雨月(第8/23页)
“你们没有电话吗?”
我抬头看了眼天花板,仍然可以看见当年电话线穿过的小孔。我住在这里的时候,这里曾经有一部座机,靠着它,我在屋里就能请别人帮忙。
“还没有,女士。但我们正准备安一部。”
她有点儿不好意思,似乎下了很大的决心,就像她每当碰到和钱有关的难题的时候那样。
“女士,既然你和我一样认为我妹妹不应该如此偏执,请问你可不可以抽出两分钟……”
“当然可以。”
“那我先去和她说一声。”
她没有打开壁炉右侧的门,而是穿过大厅走了出去。她月牙状的小脚走起路来姿态优雅。很快她就回来了,双眼通红,神情焦虑。
“噢,我不知道该如何跟你道歉!她现在的情况糟透了。她说:‘这不是你的生活,你在这里多管什么闲事?’还说:‘我恳请上帝行行好让所有人都闭嘴。’她满嘴都是粗话。

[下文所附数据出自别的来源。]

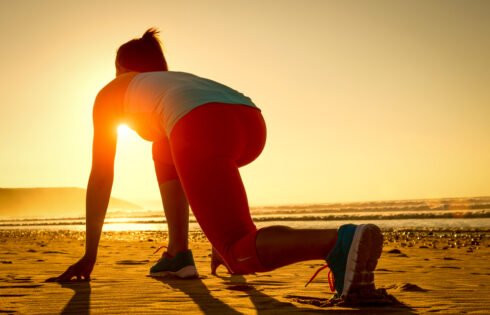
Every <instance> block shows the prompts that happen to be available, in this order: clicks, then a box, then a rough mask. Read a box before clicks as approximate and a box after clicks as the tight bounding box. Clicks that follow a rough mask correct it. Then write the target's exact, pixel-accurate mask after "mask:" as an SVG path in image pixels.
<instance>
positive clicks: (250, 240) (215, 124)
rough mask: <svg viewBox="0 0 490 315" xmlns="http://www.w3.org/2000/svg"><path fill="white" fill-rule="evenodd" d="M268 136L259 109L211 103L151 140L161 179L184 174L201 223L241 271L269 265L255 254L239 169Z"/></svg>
mask: <svg viewBox="0 0 490 315" xmlns="http://www.w3.org/2000/svg"><path fill="white" fill-rule="evenodd" d="M265 139H266V127H265V122H264V119H263V117H262V114H261V112H260V111H259V110H258V109H255V108H252V107H249V106H244V105H229V104H220V103H209V104H206V105H202V106H200V107H198V108H196V109H194V110H192V111H191V112H190V113H189V114H187V115H186V116H185V117H184V118H182V119H181V120H180V121H179V122H178V123H177V124H176V125H175V127H174V129H173V130H172V133H171V135H170V139H168V140H166V139H164V140H162V141H158V142H155V143H154V145H153V156H154V160H155V165H156V170H157V178H158V181H159V183H160V184H161V183H163V182H165V181H168V180H172V179H176V178H179V179H180V181H181V184H182V187H183V188H184V191H185V193H186V196H187V199H188V200H189V204H190V206H191V208H192V211H193V213H194V216H195V217H196V219H197V221H198V222H199V225H200V226H201V228H202V230H203V231H204V233H205V234H206V236H207V238H208V239H209V241H210V242H211V244H212V245H213V247H214V248H215V249H216V250H217V251H218V253H219V254H220V255H221V257H222V258H223V259H224V260H225V262H226V264H227V265H228V267H229V268H230V269H231V270H232V272H233V273H237V274H248V273H253V272H259V271H266V270H268V269H267V268H265V267H264V266H262V264H261V263H260V260H259V258H258V257H257V250H256V246H255V238H256V234H257V228H256V227H255V224H254V223H253V221H252V218H251V216H250V209H249V206H248V201H247V195H246V192H245V188H244V186H243V182H242V179H241V177H240V173H239V171H238V168H239V167H240V166H243V165H246V164H248V163H250V162H252V161H253V160H255V159H256V158H257V156H259V155H260V153H261V152H262V150H263V148H264V145H265Z"/></svg>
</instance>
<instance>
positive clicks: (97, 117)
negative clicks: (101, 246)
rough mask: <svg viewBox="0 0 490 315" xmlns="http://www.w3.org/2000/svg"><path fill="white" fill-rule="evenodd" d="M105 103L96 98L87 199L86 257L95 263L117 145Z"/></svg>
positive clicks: (86, 218)
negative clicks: (93, 132)
mask: <svg viewBox="0 0 490 315" xmlns="http://www.w3.org/2000/svg"><path fill="white" fill-rule="evenodd" d="M105 102H106V101H105V100H104V98H103V97H98V98H97V100H96V103H95V106H94V140H93V146H92V170H91V172H90V178H89V181H88V185H87V197H86V247H85V256H87V257H88V258H90V259H93V260H94V261H95V259H96V257H97V248H98V245H99V240H100V234H101V231H102V226H103V225H104V218H105V215H106V212H107V207H108V205H109V199H110V196H111V190H112V183H113V179H114V158H115V155H116V143H117V123H118V121H117V119H116V117H115V116H114V115H113V114H112V113H111V111H110V110H108V108H110V106H107V105H106V103H105Z"/></svg>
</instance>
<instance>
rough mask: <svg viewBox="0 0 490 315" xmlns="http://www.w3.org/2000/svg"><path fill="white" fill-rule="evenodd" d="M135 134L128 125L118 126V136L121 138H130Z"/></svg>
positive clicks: (117, 128)
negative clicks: (133, 133)
mask: <svg viewBox="0 0 490 315" xmlns="http://www.w3.org/2000/svg"><path fill="white" fill-rule="evenodd" d="M132 133H133V130H131V128H129V127H128V125H126V124H120V125H119V126H117V135H118V136H119V137H121V138H128V137H129V136H130V135H131V134H132Z"/></svg>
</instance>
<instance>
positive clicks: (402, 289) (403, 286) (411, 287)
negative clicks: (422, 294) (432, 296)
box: [385, 282, 429, 292]
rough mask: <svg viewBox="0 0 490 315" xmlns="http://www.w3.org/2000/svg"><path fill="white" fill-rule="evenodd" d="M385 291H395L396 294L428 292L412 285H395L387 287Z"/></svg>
mask: <svg viewBox="0 0 490 315" xmlns="http://www.w3.org/2000/svg"><path fill="white" fill-rule="evenodd" d="M385 289H387V290H395V291H398V292H427V291H429V290H427V289H423V288H421V287H419V286H418V285H416V284H413V283H408V282H406V283H397V284H392V285H390V286H387V287H386V288H385Z"/></svg>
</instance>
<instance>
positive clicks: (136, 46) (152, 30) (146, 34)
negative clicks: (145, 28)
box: [116, 28, 168, 72]
mask: <svg viewBox="0 0 490 315" xmlns="http://www.w3.org/2000/svg"><path fill="white" fill-rule="evenodd" d="M158 33H159V31H158V30H156V29H154V28H150V29H148V30H147V31H146V32H145V34H143V36H142V37H141V38H137V39H133V40H130V41H129V42H127V43H125V44H123V45H121V47H119V49H118V50H117V56H116V63H118V64H119V65H121V66H123V67H124V68H126V69H128V70H131V71H136V72H150V71H168V66H167V61H166V60H165V56H164V55H163V51H162V46H161V43H160V39H159V38H158Z"/></svg>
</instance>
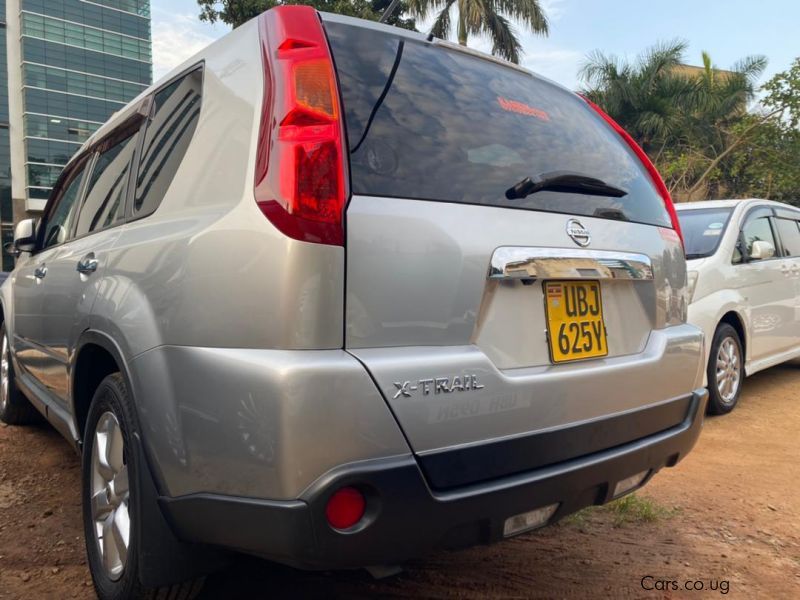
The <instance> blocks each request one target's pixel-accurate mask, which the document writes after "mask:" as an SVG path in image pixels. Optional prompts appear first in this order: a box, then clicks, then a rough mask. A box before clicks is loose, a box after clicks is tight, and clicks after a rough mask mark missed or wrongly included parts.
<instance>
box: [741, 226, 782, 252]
mask: <svg viewBox="0 0 800 600" xmlns="http://www.w3.org/2000/svg"><path fill="white" fill-rule="evenodd" d="M742 234H743V235H744V243H745V247H746V248H747V254H750V253H751V252H752V250H753V242H759V241H760V242H769V243H770V244H772V245H773V246H775V247H777V246H776V244H775V236H774V235H773V234H772V227H771V226H770V224H769V218H768V217H759V218H758V219H753V220H752V221H749V222H748V223H747V225H745V226H744V228H743V229H742Z"/></svg>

”
巴伯雷小姐使劲地揉揉鼻子,似乎想将她的痛苦擤进手帕里,她的样子看起来十分难看,像是故意为之。这一刻我心里想道:“讲真的,和这些小姑娘说话我可能太委婉了。”于是我轻轻地转动门把手,它就像过去一样听话,没有发出一点儿声响。我并没有像以前那样迈过我那间房的门槛,此时,黄昏微弱的发绿的光线透过半掩的百叶窗照进房间。屋子的尽头,我的沙发床似乎还在原处,上面蜷缩着一个年轻女人,就像猎狗一样。她抬起了椭圆形的脸蛋,神色黯淡,看着我。在一瞬间,我仿佛如临梦境:眼前,这个充满敌意、受了伤仍顽固坚守信念的女孩,和过去的我如出一辙。但我再也不会变成这样,我一直后悔自己当初的行为,想否认那个自我的存在。

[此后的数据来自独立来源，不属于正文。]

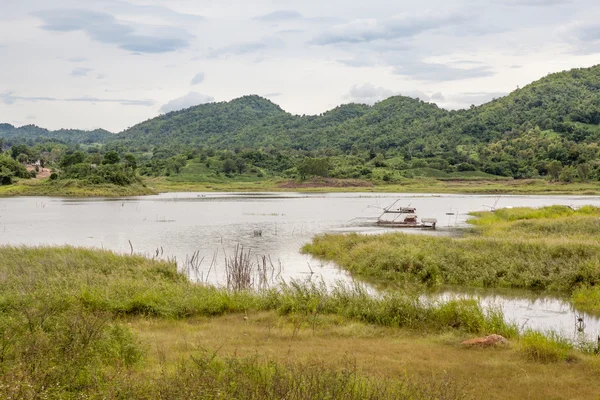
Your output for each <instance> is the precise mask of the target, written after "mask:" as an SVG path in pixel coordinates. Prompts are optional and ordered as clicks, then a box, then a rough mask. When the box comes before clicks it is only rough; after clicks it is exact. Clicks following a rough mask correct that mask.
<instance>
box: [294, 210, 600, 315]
mask: <svg viewBox="0 0 600 400" xmlns="http://www.w3.org/2000/svg"><path fill="white" fill-rule="evenodd" d="M472 214H473V215H474V216H475V217H476V218H474V219H471V220H469V222H470V223H471V224H472V225H473V228H472V229H470V230H469V231H467V232H465V235H463V236H461V237H442V236H421V235H410V234H404V233H390V234H385V235H376V236H365V235H358V234H350V235H335V234H325V235H320V236H317V237H315V238H314V240H313V241H312V243H310V244H307V245H306V246H304V248H303V251H305V252H307V253H310V254H312V255H314V256H316V257H320V258H323V259H326V260H331V261H334V262H335V263H336V264H337V265H339V266H341V267H342V268H344V269H347V270H349V271H350V272H352V273H353V274H355V275H356V276H359V277H362V278H366V279H368V280H370V281H373V282H376V283H381V284H394V285H398V286H405V285H415V284H416V285H425V286H439V285H443V284H449V285H457V286H474V287H487V288H518V289H527V290H533V291H538V292H539V291H548V292H556V293H565V294H568V295H571V296H572V300H573V302H574V304H575V305H577V306H578V307H579V308H581V309H585V310H588V311H593V312H600V302H599V301H598V299H599V298H600V295H599V294H598V293H600V291H599V290H598V284H599V283H600V245H599V244H598V243H600V242H599V239H600V209H598V208H596V207H591V206H585V207H582V208H579V209H577V210H573V209H571V208H569V207H566V206H551V207H544V208H541V209H529V208H515V209H501V210H497V211H494V212H491V211H488V212H477V213H472Z"/></svg>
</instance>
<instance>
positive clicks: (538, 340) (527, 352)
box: [520, 330, 573, 363]
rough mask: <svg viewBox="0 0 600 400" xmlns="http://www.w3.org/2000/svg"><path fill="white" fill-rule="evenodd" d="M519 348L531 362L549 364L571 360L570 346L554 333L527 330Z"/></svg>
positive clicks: (571, 350) (564, 340)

但除了在梦境中,任何精彩的经历都转瞬即逝。这个年轻时候的我站起身来,开口说话了,此时此刻,她只不过是一个陌生人,她的声音驱散了我所有宝贵的记忆:
“女士……我真的跟我姐姐罗西塔强调过了,您是怎么想的?我的房间太乱,我现在状态也不好。您得理解,女士,这就是我没邀请您进来坐坐的原因。”
她踱了几步,朝我走来。屋内光线昏暗,我只能依稀辨认出她的身形——她个子不高,双肩宽大,神态非常坚定。阳光透过云朵照进屋内,我看清了她的长相——她的鼻子高挺,青眉如黛,下巴像罗马人一样细长。青春洋溢和严肃老成这两种气质在她身上完美地融合在一起。
面对这位一直撵我走的小姑娘,我努力摆出一副和蔼可亲的样子。
“好了,小姐,我都明白了。你姐姐犯的唯一错误就是以为我会对你有所帮助,但现在来看,她大错特错了……罗西塔小姐,要不就按平时的安排,我下周一再来拿打好的稿子。”
我穿过光线不足的小客厅,在屋子的一端找到了被门帘挡住的大门,这对姐妹没有注意到我的轻车熟路。我出门下楼时,罗西塔赶了上来。
“女士,女士,您不会生气了吧?”
“不,一点儿也没有,没什么可气的。你的妹妹长得很漂亮,顺便问一下,她叫什么名字?”
“她叫阿黛尔。但她更喜欢大家叫她迪莉娅,她丈夫的姓氏是埃森迪尔,所以她婚后大家都叫她埃森迪尔太太。她很难过,想再见见你。”
“当然可以。周一她就能见到我。”我认真地回答。
我一走到街上,就摆脱了同病相怜的陷阱的诱惑,我气冲冲地走在殉道者大街上,扫视着街边风景,逐渐忘记了那个从早到晚蜷缩在卧室的女人。陡坡上有脖子吊着的鸡,挂在店外的羊腿肉、肥肠,印着风景画的搪瓷杯,像古代火炮部队的炮弹那样堆积如山的橙子、烂苹果、青香蕉,蔫了的菊苣,一捆捆黏糊糊的海藻,水仙花,粉色女式短裤,仿黑色蕾丝的灯笼裤,自制配方配制的胃药药包,丝光棉袜。大街上,小贩卖着各种山寨货,兜售三双一打的袜子。大街上穿梭着身材走样的家庭主妇,头上戴着卷发夹的棕发女子,蹬着后跟磨损的鞋子的金发女子。肉铺的小伙子体态肥硕,满脸堆肉,大街上飘荡着珍珠蚌的腥味。街上一如既往的热闹非凡,琳琅满目,我逐渐恢复食欲,精神明朗起来,思绪回归现实。